Do every infinite locally compact Hausdorff group has infinitely many closed subgroup?

Question

Do every infinite locally compact Hausdorff group has infinitely many closed subgroup? I know that every locally compact compactly generated abelian group is topologically isomorphic to $\Bbb R^n\times \Bbb Z^m\times$ compact abelian group. If $G$ is an infinite real Lie group than $G$ has infinitely many closed groups but in general, I don't know.

Answer 1

Yes (no classification needed).

(a) first case: $G$ has a closed subgroup isomorphic to $\mathbf{Z}$: then OK (since $\mathbf{Z}$ has infinitely many subgroups).

(b) second case: $G$ has an element $g$ of infinite order (but no closed subgroup isomorphic to $\mathbf{Z}$). Then the closure $K$ of $\langle g\rangle$ is an infinite compact subgroup.

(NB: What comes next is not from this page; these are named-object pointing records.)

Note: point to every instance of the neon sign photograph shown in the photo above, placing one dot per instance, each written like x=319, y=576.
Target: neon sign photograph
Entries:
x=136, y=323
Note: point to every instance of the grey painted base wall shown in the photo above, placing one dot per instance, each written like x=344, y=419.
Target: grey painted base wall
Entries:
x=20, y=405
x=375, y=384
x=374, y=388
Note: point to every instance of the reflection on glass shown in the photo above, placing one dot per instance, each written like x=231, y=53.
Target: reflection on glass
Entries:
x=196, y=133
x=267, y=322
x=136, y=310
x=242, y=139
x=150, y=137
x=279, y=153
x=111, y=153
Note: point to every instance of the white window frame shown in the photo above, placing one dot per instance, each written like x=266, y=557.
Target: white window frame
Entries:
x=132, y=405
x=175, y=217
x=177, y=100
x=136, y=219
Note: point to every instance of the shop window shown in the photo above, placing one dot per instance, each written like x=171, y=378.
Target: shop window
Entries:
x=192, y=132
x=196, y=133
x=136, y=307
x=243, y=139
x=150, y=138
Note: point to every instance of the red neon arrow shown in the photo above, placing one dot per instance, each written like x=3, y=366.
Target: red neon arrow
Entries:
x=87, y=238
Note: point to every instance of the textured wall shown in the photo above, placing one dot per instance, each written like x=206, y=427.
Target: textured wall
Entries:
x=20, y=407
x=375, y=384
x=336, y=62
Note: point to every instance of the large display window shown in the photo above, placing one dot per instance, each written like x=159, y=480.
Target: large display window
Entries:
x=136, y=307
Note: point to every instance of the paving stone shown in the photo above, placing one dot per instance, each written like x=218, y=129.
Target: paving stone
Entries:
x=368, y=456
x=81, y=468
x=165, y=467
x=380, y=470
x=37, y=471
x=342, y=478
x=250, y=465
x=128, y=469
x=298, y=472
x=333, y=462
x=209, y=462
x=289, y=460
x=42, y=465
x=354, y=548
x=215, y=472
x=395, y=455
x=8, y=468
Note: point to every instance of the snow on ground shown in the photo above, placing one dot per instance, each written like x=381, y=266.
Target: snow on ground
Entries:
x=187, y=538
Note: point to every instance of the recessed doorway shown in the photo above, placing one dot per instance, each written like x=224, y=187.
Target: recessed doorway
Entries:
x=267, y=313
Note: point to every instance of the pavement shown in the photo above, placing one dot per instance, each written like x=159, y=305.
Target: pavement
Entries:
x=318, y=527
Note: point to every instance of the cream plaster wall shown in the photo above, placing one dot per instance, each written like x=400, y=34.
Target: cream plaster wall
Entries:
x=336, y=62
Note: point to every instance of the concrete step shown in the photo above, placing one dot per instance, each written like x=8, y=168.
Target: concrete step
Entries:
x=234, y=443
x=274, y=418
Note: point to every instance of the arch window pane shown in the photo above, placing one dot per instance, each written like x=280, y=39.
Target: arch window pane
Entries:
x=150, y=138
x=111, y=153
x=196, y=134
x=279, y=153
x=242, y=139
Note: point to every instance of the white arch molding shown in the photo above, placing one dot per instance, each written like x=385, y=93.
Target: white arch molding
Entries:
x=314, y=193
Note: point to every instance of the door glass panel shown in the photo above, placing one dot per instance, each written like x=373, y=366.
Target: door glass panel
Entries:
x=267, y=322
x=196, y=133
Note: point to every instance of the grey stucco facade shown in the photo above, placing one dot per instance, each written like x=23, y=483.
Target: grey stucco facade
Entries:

Its Pontryagin dual is an infinite discrete abelian group, so has infinitely many subgroups by the discrete case, and again by Pontryagin duality it follows that $G$ has $K$ has infinitely many closed subgroups.

(c) if neither (a) nor (b) applies, then every element has finite order, so $G$ is covered by finite subgroups. Hence $G$ has infinitely many finite (hence closed) subgroups.

---

Let me provide a second way, a bit more self-contained.

Proposition: if a locally compact group $G$ has no infinite increasing or decreasing chain of closed subgroups, then it's discrete and finite.

Indeed, if we are not in the setting of (c) above, then some cyclic subgroup has an infinite closure and hence we can suppose that $G$ is abelian. Then using the assumption, there is a finite saturated chain of closed normal subgroups. Hence it is enough to prove the following.

Proposition: let $G$ be a locally compact group whose only closed subgroups are $\{0\}\neq G$. Then $G$ is discrete, cyclic of prime order.

Indeed, $G$ is clearly abelian. Also it is either connected or totally disconnected (since the connected component of $0$ is a closed subgroup). We conclude separately.

1. if $G$ is totally disconnected, Dantzig's theorem says that $0$ has a system of neighborhoods consisting of open subgroups. Hence by the assumption, $G$ is discrete and this case is standard. Dantzig' theorem is very easy modulo proving that every Hausdorff locally compact space has at lease one nonempty compact clopen subset.

2. if $G$ is connected, use Pontryagin duality only in the way that $G\neq 0$ implies the existence of a nontrivial homomorphism $f$ to the circle group $\mathbf{R}/\mathbf{Z}$. By connectedness, $f$ is surjective. So $f^{-1}((\frac12\mathbf{Z})/\mathbf{Z})$ is a nonzero proper subgroup, contradiction.